10 June 2013

TL;DR Sometimes the encoding problem isn’t in your code, it’s in your cache: Clear the cache when ugrading to ruby 1.9

I pushed to production today an app that had been running on ruby 1.8.7-p72 Now, it’s running on ruby 1.9.3-p392. We were ready to upgrade our ruby on Friday, but decided to wait till today, Monday, just in case. There weren’t any issues or much code to change, but it’s better to be safe, right?

Shortly after we sent out the success email to the team, we started getting bug reports of 500 errors that we saw in the logs were of the type ActionView::Template::Error (incompatible character encodings: UTF-8 and ASCII-8BIT) and invalid multibyte escape.

We first tried changing the encoding of our files, but caused exceptions on app start up

find . -type f -name *.haml | xargs vim +"argdo se bomb | se fileencoding=utf-8 | w"
# or
git ls-files | xargs vim +"argdo se bomb | se fileencoding=utf-8 | w"

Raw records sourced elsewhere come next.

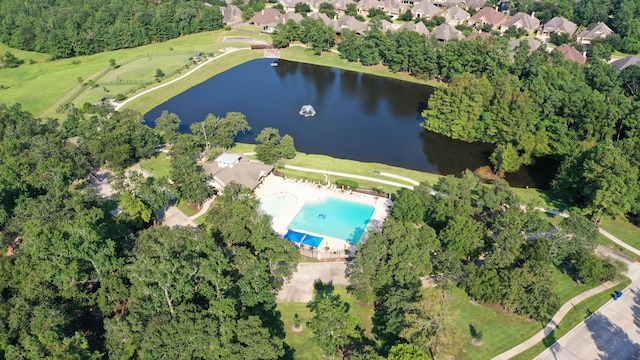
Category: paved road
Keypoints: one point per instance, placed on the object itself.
(612, 332)
(300, 287)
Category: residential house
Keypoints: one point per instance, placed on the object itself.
(570, 53)
(231, 14)
(419, 27)
(290, 16)
(624, 63)
(425, 9)
(456, 16)
(341, 6)
(266, 19)
(598, 31)
(394, 8)
(475, 4)
(485, 16)
(479, 34)
(446, 32)
(363, 6)
(523, 21)
(351, 23)
(515, 44)
(233, 167)
(559, 25)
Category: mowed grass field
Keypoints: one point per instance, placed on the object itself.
(42, 86)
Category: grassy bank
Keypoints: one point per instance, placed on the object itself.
(576, 315)
(40, 87)
(623, 230)
(331, 59)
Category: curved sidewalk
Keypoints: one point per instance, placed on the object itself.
(540, 335)
(360, 177)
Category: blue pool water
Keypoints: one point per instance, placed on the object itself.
(335, 218)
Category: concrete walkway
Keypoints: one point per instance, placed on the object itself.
(540, 335)
(123, 103)
(619, 242)
(360, 177)
(634, 275)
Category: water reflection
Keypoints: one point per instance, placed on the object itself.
(359, 116)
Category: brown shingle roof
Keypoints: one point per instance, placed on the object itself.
(487, 15)
(570, 53)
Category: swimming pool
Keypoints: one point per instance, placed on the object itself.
(279, 203)
(333, 217)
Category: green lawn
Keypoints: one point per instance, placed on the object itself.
(604, 241)
(623, 230)
(500, 331)
(302, 342)
(492, 321)
(185, 209)
(300, 54)
(572, 319)
(159, 165)
(42, 86)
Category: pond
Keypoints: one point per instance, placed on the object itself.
(357, 116)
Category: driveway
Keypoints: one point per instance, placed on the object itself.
(300, 287)
(613, 332)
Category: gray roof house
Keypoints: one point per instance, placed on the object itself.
(290, 16)
(425, 9)
(266, 19)
(231, 14)
(446, 32)
(341, 5)
(559, 25)
(455, 15)
(624, 63)
(515, 44)
(487, 15)
(523, 21)
(325, 19)
(420, 28)
(475, 4)
(598, 31)
(233, 167)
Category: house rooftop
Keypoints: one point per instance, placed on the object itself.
(560, 25)
(524, 21)
(599, 30)
(624, 63)
(489, 16)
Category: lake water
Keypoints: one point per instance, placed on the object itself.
(358, 116)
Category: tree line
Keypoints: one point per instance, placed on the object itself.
(528, 103)
(71, 28)
(80, 281)
(475, 237)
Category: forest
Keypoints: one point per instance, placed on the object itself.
(81, 281)
(530, 104)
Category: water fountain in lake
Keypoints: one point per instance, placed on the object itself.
(307, 110)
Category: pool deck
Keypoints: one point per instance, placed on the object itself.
(306, 192)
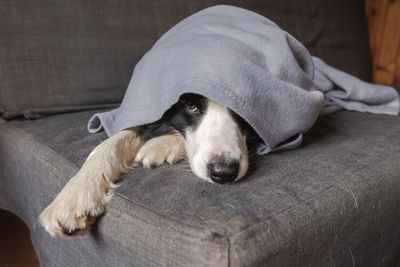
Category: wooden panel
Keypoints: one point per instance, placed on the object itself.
(384, 31)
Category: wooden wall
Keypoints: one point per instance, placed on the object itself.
(384, 34)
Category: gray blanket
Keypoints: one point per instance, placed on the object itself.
(247, 63)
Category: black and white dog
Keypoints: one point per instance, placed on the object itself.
(214, 139)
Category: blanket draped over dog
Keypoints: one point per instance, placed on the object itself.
(247, 63)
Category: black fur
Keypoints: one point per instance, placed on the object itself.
(179, 117)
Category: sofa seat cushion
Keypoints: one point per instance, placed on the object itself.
(334, 200)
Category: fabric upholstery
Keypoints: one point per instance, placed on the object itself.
(60, 56)
(332, 202)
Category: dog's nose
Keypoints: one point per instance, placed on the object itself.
(223, 171)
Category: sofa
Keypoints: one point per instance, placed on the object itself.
(334, 201)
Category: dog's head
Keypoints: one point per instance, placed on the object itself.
(215, 137)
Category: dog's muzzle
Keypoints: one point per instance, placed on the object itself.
(223, 170)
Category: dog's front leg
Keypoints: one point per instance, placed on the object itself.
(84, 196)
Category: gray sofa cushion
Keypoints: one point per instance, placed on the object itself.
(333, 201)
(58, 56)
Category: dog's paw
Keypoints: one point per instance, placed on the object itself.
(160, 150)
(74, 210)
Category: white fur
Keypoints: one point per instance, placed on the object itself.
(84, 196)
(217, 134)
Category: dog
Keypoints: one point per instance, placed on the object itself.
(214, 139)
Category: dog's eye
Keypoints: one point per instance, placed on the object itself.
(190, 107)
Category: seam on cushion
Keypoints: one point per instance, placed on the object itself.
(329, 189)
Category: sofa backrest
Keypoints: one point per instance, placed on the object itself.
(63, 55)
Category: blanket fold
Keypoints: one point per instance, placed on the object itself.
(247, 63)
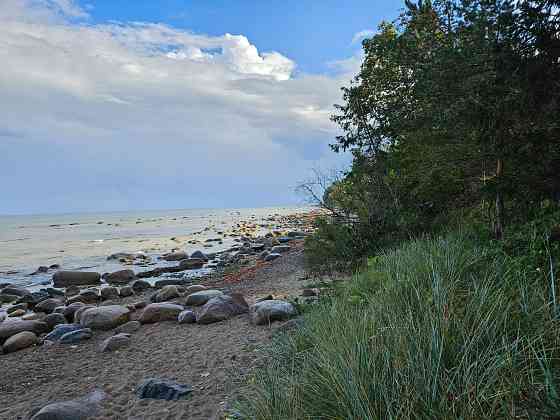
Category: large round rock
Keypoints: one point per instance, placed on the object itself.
(75, 278)
(200, 298)
(105, 317)
(156, 312)
(19, 341)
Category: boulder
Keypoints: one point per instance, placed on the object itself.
(19, 341)
(109, 292)
(74, 337)
(280, 249)
(191, 264)
(187, 317)
(47, 306)
(175, 256)
(16, 313)
(156, 312)
(78, 409)
(166, 294)
(272, 257)
(195, 288)
(221, 308)
(140, 285)
(200, 298)
(105, 317)
(116, 342)
(15, 291)
(161, 389)
(271, 310)
(60, 330)
(126, 291)
(129, 327)
(54, 319)
(75, 278)
(120, 277)
(12, 327)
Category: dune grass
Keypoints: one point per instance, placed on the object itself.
(437, 329)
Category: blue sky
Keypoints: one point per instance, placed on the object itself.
(132, 105)
(311, 32)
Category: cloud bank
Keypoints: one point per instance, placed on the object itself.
(143, 115)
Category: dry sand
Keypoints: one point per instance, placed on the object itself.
(211, 358)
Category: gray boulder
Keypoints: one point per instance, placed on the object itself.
(120, 277)
(105, 317)
(114, 343)
(268, 311)
(221, 308)
(161, 389)
(200, 298)
(12, 327)
(60, 330)
(156, 312)
(126, 291)
(47, 306)
(19, 341)
(74, 337)
(109, 292)
(75, 278)
(129, 327)
(187, 317)
(78, 409)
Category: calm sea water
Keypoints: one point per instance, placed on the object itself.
(83, 241)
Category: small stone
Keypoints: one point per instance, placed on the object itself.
(116, 342)
(187, 317)
(19, 341)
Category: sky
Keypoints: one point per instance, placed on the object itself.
(109, 105)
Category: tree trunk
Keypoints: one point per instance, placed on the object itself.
(499, 224)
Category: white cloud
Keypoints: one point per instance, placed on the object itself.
(360, 36)
(106, 102)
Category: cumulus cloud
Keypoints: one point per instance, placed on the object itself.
(126, 115)
(360, 36)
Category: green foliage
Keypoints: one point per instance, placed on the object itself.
(437, 329)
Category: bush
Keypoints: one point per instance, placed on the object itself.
(437, 329)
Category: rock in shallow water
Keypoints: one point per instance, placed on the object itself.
(78, 409)
(162, 389)
(19, 341)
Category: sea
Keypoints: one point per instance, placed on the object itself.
(84, 241)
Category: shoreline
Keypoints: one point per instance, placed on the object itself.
(212, 358)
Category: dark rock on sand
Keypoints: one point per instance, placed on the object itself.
(74, 337)
(271, 310)
(54, 319)
(12, 327)
(19, 341)
(78, 409)
(156, 312)
(221, 308)
(105, 317)
(200, 298)
(115, 342)
(161, 389)
(128, 328)
(186, 317)
(75, 278)
(120, 277)
(60, 330)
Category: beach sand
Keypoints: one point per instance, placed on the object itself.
(213, 359)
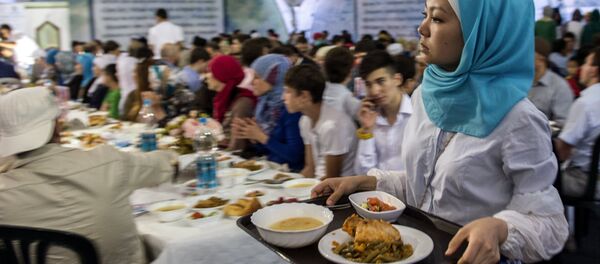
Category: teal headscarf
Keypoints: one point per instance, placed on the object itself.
(495, 72)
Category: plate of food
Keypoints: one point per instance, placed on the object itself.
(242, 207)
(90, 140)
(255, 167)
(208, 203)
(375, 241)
(279, 178)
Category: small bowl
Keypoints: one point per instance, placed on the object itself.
(357, 199)
(268, 216)
(254, 191)
(194, 200)
(292, 188)
(231, 176)
(170, 215)
(218, 215)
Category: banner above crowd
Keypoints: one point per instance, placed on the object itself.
(119, 20)
(400, 18)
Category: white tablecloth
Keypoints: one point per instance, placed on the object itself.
(217, 242)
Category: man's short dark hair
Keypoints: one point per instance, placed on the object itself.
(162, 13)
(365, 45)
(284, 50)
(302, 39)
(596, 58)
(199, 42)
(378, 59)
(198, 54)
(253, 48)
(338, 64)
(111, 70)
(306, 77)
(110, 46)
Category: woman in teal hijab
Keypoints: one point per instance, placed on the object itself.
(477, 152)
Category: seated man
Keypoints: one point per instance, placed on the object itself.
(384, 113)
(328, 135)
(85, 192)
(576, 141)
(550, 92)
(338, 69)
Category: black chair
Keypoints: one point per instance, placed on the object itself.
(18, 244)
(586, 204)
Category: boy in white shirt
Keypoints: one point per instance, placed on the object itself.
(384, 113)
(338, 68)
(576, 141)
(328, 135)
(164, 32)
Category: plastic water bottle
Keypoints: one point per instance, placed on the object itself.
(148, 136)
(205, 145)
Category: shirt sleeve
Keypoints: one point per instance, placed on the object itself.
(304, 129)
(537, 230)
(575, 127)
(563, 98)
(292, 148)
(336, 136)
(352, 105)
(180, 35)
(392, 182)
(148, 169)
(366, 156)
(151, 37)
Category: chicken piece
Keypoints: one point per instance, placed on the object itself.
(376, 231)
(350, 224)
(370, 230)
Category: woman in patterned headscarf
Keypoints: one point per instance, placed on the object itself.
(476, 150)
(275, 131)
(225, 74)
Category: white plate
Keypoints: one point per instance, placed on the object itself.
(280, 185)
(421, 243)
(264, 165)
(194, 200)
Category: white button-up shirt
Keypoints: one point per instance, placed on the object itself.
(332, 135)
(583, 127)
(552, 96)
(508, 175)
(163, 33)
(339, 97)
(383, 150)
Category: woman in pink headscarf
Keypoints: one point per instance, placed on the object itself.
(225, 74)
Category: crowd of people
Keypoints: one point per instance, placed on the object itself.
(456, 125)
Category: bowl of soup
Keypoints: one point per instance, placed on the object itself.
(231, 176)
(292, 225)
(300, 187)
(169, 211)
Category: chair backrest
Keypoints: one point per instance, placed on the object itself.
(22, 241)
(590, 190)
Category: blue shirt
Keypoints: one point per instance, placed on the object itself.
(285, 145)
(87, 64)
(583, 127)
(191, 78)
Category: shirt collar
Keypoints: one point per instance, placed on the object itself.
(594, 89)
(405, 109)
(40, 153)
(545, 80)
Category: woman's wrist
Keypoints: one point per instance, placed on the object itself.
(367, 183)
(363, 134)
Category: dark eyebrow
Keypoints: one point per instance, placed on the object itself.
(437, 7)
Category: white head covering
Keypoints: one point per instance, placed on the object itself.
(395, 49)
(454, 5)
(27, 119)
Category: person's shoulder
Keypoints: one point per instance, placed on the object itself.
(522, 115)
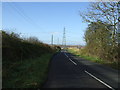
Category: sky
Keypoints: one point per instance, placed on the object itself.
(42, 19)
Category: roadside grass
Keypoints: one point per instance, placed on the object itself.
(30, 73)
(77, 52)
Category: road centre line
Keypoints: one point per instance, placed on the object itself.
(70, 59)
(99, 80)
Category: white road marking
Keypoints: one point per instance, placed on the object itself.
(70, 59)
(65, 55)
(99, 80)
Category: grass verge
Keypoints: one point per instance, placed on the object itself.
(30, 73)
(95, 59)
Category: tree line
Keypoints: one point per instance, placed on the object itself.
(102, 34)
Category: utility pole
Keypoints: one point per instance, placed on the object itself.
(58, 42)
(64, 39)
(52, 40)
(118, 22)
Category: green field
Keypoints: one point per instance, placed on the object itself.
(77, 52)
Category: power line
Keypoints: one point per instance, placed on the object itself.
(64, 38)
(52, 40)
(20, 11)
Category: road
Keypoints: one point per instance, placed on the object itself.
(69, 71)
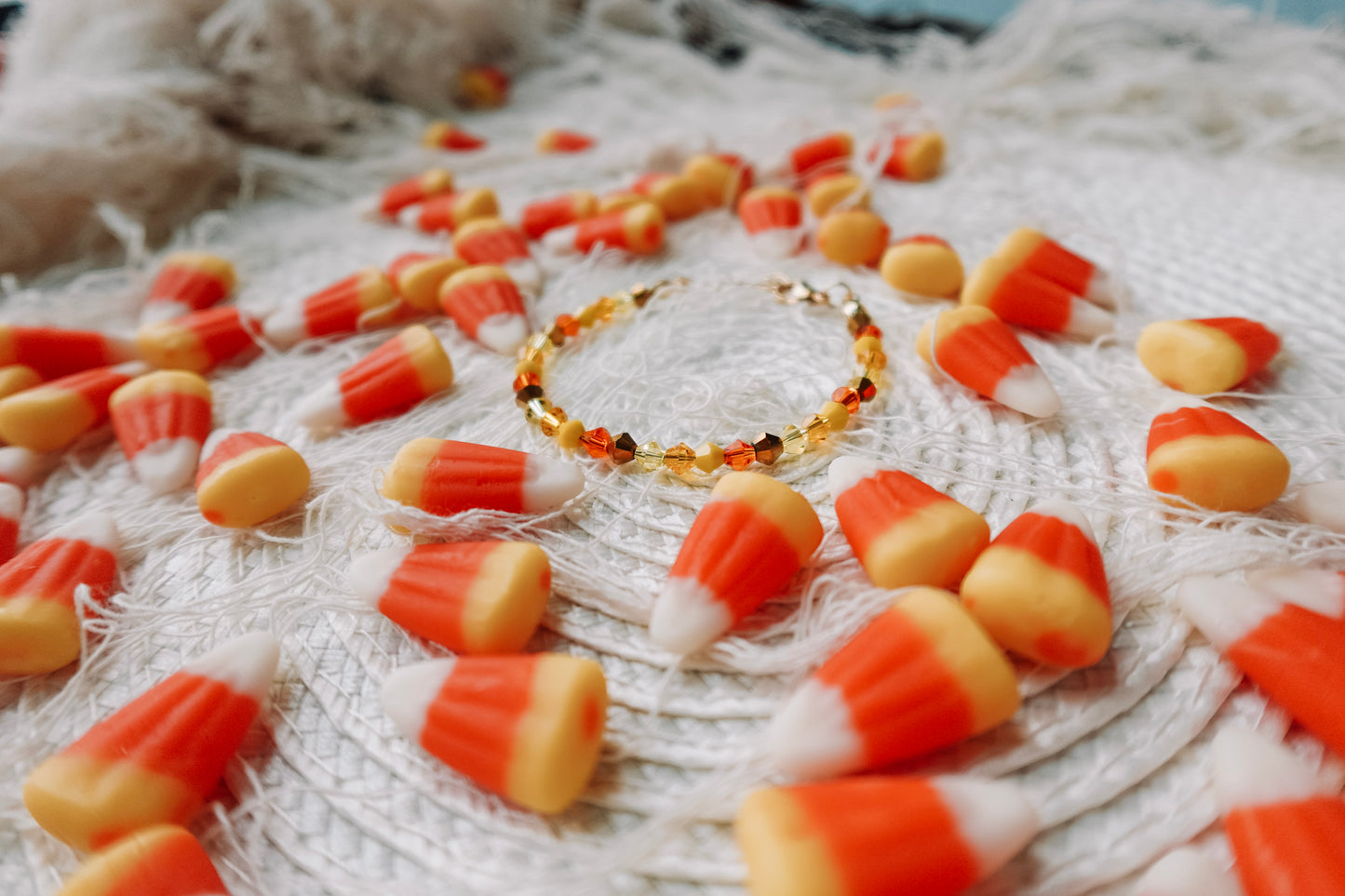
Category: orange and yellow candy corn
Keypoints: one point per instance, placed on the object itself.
(487, 305)
(247, 478)
(163, 860)
(881, 836)
(1293, 654)
(1214, 461)
(443, 478)
(1286, 826)
(744, 546)
(853, 237)
(1022, 298)
(58, 353)
(162, 420)
(417, 276)
(39, 623)
(472, 597)
(976, 349)
(397, 376)
(1205, 355)
(773, 220)
(51, 416)
(528, 728)
(1040, 588)
(363, 301)
(922, 265)
(919, 677)
(1028, 249)
(157, 759)
(201, 341)
(189, 281)
(904, 531)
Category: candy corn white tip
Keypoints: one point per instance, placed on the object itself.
(1321, 503)
(247, 663)
(410, 691)
(167, 464)
(846, 473)
(1224, 611)
(371, 573)
(502, 334)
(1027, 391)
(1184, 872)
(994, 817)
(688, 616)
(322, 410)
(1250, 769)
(813, 735)
(1323, 591)
(550, 483)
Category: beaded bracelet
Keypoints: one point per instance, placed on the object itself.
(680, 459)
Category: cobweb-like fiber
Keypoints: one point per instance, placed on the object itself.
(1190, 150)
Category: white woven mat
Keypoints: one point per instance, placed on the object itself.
(326, 796)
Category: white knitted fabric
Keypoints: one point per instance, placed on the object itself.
(1188, 150)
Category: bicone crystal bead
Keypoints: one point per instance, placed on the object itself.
(739, 455)
(679, 459)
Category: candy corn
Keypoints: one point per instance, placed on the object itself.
(451, 210)
(528, 728)
(474, 597)
(417, 276)
(490, 241)
(162, 420)
(1284, 825)
(486, 304)
(773, 218)
(853, 237)
(1214, 461)
(919, 677)
(363, 301)
(1184, 872)
(904, 531)
(163, 860)
(1293, 654)
(247, 478)
(446, 135)
(1205, 355)
(1022, 298)
(677, 195)
(51, 416)
(978, 350)
(398, 374)
(446, 478)
(58, 353)
(916, 156)
(1040, 588)
(1028, 249)
(187, 281)
(557, 140)
(744, 546)
(160, 756)
(922, 265)
(201, 341)
(638, 229)
(722, 178)
(881, 836)
(39, 624)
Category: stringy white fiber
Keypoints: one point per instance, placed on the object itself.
(1191, 150)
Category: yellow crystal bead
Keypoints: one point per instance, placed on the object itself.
(568, 436)
(679, 459)
(794, 440)
(709, 458)
(650, 455)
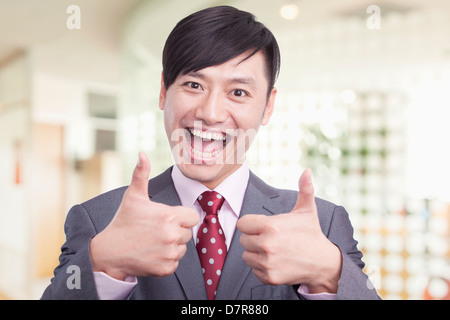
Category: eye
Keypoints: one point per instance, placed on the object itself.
(239, 93)
(193, 85)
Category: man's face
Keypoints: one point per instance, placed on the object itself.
(212, 115)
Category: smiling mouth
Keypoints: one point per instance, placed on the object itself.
(206, 144)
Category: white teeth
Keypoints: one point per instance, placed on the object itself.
(205, 154)
(208, 135)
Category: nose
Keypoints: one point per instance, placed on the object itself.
(212, 109)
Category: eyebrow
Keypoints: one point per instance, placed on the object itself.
(242, 80)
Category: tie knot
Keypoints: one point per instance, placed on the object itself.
(210, 201)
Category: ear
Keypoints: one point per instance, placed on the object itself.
(269, 107)
(162, 93)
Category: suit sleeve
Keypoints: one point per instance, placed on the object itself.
(73, 277)
(354, 283)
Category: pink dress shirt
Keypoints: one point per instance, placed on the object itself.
(233, 190)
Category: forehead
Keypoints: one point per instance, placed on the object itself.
(241, 69)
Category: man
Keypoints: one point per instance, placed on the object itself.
(158, 239)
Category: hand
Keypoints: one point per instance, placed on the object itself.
(291, 248)
(144, 238)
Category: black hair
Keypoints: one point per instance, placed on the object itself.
(213, 36)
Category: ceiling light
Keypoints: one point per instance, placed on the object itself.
(289, 11)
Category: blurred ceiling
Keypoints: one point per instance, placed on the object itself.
(41, 25)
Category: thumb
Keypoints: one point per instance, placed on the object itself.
(305, 198)
(141, 173)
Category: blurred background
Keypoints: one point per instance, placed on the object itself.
(363, 100)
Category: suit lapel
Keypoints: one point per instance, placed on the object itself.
(188, 273)
(257, 200)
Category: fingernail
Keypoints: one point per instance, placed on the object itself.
(139, 161)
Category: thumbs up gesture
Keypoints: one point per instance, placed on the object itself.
(291, 248)
(144, 238)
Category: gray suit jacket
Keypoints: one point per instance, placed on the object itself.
(237, 281)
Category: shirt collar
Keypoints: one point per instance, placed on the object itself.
(232, 188)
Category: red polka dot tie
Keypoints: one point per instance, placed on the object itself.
(211, 246)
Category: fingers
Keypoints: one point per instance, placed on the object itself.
(305, 198)
(251, 224)
(141, 173)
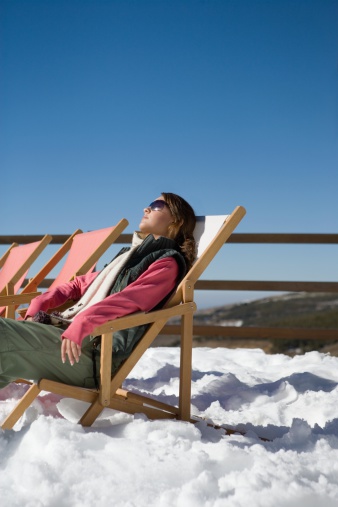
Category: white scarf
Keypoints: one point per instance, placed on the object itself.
(100, 287)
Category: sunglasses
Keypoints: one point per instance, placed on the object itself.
(157, 205)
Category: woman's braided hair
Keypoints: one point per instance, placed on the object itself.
(183, 227)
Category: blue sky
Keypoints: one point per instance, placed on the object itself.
(106, 103)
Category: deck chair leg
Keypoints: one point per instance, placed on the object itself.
(19, 410)
(186, 367)
(91, 413)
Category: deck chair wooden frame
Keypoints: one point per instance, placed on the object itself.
(111, 394)
(84, 249)
(15, 264)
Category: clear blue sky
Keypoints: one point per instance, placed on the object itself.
(106, 103)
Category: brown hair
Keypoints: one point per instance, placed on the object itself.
(183, 227)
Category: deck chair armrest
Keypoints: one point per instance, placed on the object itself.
(140, 318)
(18, 299)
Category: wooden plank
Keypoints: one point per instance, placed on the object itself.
(236, 237)
(270, 285)
(257, 332)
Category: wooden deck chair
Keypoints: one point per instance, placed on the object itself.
(84, 250)
(181, 304)
(15, 264)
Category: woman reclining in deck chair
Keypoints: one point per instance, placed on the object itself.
(139, 278)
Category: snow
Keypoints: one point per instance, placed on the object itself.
(130, 461)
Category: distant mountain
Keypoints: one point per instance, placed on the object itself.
(287, 310)
(304, 310)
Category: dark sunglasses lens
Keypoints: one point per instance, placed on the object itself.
(157, 205)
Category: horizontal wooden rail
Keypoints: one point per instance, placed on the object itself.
(263, 238)
(238, 285)
(248, 285)
(267, 286)
(257, 332)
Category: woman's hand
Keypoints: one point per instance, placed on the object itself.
(70, 349)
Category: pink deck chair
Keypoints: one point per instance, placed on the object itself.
(84, 250)
(15, 264)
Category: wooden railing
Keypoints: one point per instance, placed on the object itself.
(240, 285)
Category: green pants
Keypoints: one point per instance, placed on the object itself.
(32, 351)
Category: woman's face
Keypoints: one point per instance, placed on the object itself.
(156, 221)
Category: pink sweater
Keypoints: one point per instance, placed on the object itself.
(142, 295)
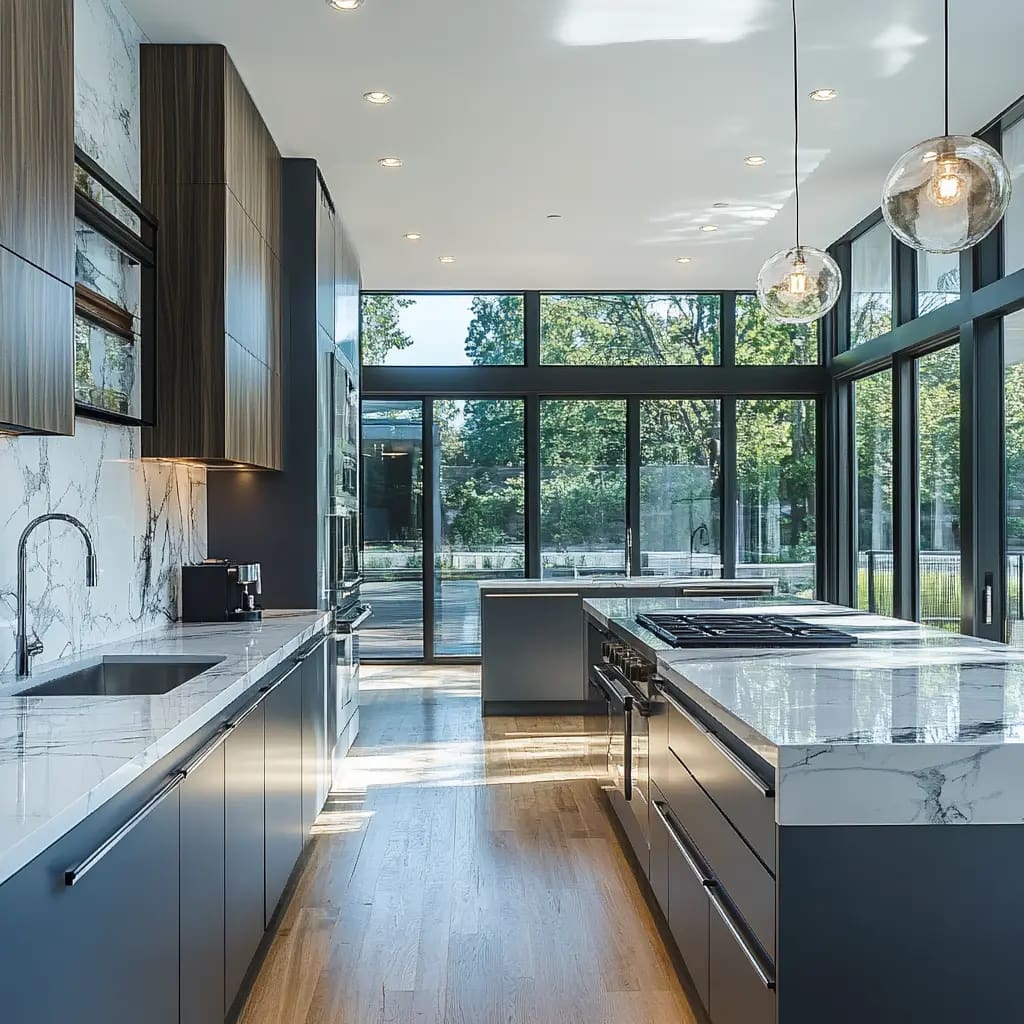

For whatever reason, trying to recode the files with iconv or recode didn’t do anything.

We added the Rack UTF8 Sanitizer middleware, but that didn’t help

So, we added magic comments to all our relevant files

prepend() {
   printf '%s\n' H 1i "${1}" . wq | ed -s "${2}"
find {app,config,lib/public} -name '*.rb' | while read 'x' ; do  prepend '# -*- encoding: utf-8 -*-' $x ;  done
find {app,config,lib/public} -name '*.haml' | while read 'x' ; do  prepend '-# -*- encoding: utf-8 -*-' $x ;  done
find {app,config,lib,public} -name '*.erb' | while read 'x' ; do  prepend '<%# -*- encoding: utf-8 -*- %>' $x ;  done

Still broken

The fix for multibyte escape error seemed pretty ugly, but worked easily enough

# help out copy and pasting errors of good-looking email addresses
# by stripping out non-ASCII characters
def clean_ascii_text(text)
  # avoids invalid multi-byte escape error
  ascii_text = text.encode( 'ASCII', invalid: :replace, undef: :replace, replace: '' )
  # see http://www.ruby-forum.com/topic/183413
  pattern = Regexp.new('[\x80-\xff]', nil, 'n')
  ascii_text.gsub(pattern, '')

We ensured our rails config set the encoding to utf8, that our database adapter was utf8, that our database tables were collated as utf8. No dice.

We added to the top of config/application.rb

+Encoding.default_external = Encoding::UTF_8
+Encoding.default_internal = Encoding::UTF_8

No dice.

We had a breaththrough when we realized that re-saving items we surfaced on 500 made the page work. And then realized in config/environments/production.rb we had set the cache store as

 config.cache_store = :file_store, "public/system/cache"

The errors were coming from ascii files in the file system cache. We cleared the cache and everything worked. That took 3 hours. I hope this saved you some time.